Drew, your vague stats and your logic aren't persuasive.
If a woman is heterosexual, does that mean she should not be allowed to be in a leadership role of groups of individuals of the opposite sex? Or is it just men who can't control themselves? You'd surely put a lot of church youth ministers out of business. Rather than silly rules that eliminate wonderful leaders, the practice many organizations find successful includes policies, training, background checks, and lots of parental involvement.

Jul. 21 2012 03:08 PM
Drew from US

So let's just forget about the over 2000 sexual abuse cases within the organization of male leaders abusing boys and push the liberal agenda on the BSOA to allow open gay leaders. What sense does that make? Whether or not you believe there is a connection between pedophelia and homosexuality, the fact of the matter is a private organization such as the BSOA has the right and responsiblity to protect the scouts from such repeat occurrances. If they feel their boys are at higher risk allowing gay males who by definition are sexually attracted to other males, then they are doing the right thing. It's for the same reason a straight man shouldn't lead a group teenage girls. It's inappropriate.

Jul. 19 2012 10:49 PM
Paul from New Mexico

As stated, local groups of scouts may or may not aggree with the national policy. As a long time scouter, I know that in the day to day of running a troop,we don't have discussions about sexuality. And for the record, none of the money goes to the national council from popcorn, just local councils for camp improvements, recruitment, etc. Our unit supports our program with popcorn money. Much more of that money comes to my son than my daughter gets from GS cookies. (a quarter a box)

Jul. 19 2012 02:16 PM
Patrick Hogan from Southern California

Thank you for this. As a gay Eagle Scout who worked for the Boy Scouts as a backpacking guide for two summers, I feel very well placed to echo your sentiment. Scouting has always been a huge part of my life (at least, until I came out), and most of what the scouts do is tremendously good. The decision to discriminate against gay, atheist and agnostic people is deplorable, but it does not erase the good that Scouting has done and continues to do.
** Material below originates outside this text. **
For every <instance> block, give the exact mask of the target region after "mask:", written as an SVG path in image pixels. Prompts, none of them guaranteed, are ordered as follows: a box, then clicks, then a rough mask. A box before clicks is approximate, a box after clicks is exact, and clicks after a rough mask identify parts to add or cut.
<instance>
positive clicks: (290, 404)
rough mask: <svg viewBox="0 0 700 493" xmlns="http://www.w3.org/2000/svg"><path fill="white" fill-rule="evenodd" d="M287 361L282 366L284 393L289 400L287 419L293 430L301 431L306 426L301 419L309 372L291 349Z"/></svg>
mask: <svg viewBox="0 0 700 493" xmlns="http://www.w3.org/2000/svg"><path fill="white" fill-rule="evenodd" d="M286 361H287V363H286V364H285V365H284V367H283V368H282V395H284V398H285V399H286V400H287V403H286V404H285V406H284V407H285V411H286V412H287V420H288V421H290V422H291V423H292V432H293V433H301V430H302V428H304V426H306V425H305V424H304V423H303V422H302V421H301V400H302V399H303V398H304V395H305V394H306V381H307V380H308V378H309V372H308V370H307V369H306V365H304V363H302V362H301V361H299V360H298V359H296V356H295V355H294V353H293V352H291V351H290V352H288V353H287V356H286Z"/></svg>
I try to limit my support of Scouts to individuals and troops-- unless things change, I'll be giving my younger brother camping gear rather than buying popcorn (a significant portion of the profits from popcorn sales go to the national offices). I think that's a nice compromise-- support the individuals while consciously avoiding support of the execs, all while vocally calling for an end to the policy of exclusion.

Jul. 19 2012 12:53 PM
WillIam from Greenwich

Why Fight to get into an institution that is ABSOLUTELY filled with bigotry.....Hit them where it hurts....In the pocket book..Do your homework and don't shop at stores that give to BSA, don't donate money to BSA and foundations that support the BSA (i.e. local united ways) etc ....

Jul. 19 2012 09:34 AM
Marissa Gonzalez from New York City

Being a member of a group, and remaining so, even through my values or life philosophies don't completely match seem to me to be a fact of life.
It starts with the family you're born into. How about the country you are a citizen of. Or even the school one attends? Most recently my career of 16 years with a really great company where I was only in alighnment with perhaps 75% of their business practices.
It's nearly impossible to find complete agreement within groups or organizations no matter how focused one is on doing the best for others, communities, the environment, etc. Often moving within a group is a best chance for influencing change.
I am deeply disappointed in The Boys Scout's stance, unfortunately the agree with some members of my very own family.
Very disappointing.

Jul. 19 2012 09:22 AM
David from South Lyon

Thank you for this brave, brilliant post on this difficult topic. Scouting was a great experience for my many years ago. As you say, the local groups are still working wonders and leading young men to do wonderful things. Too bad the national leaders are so misguided.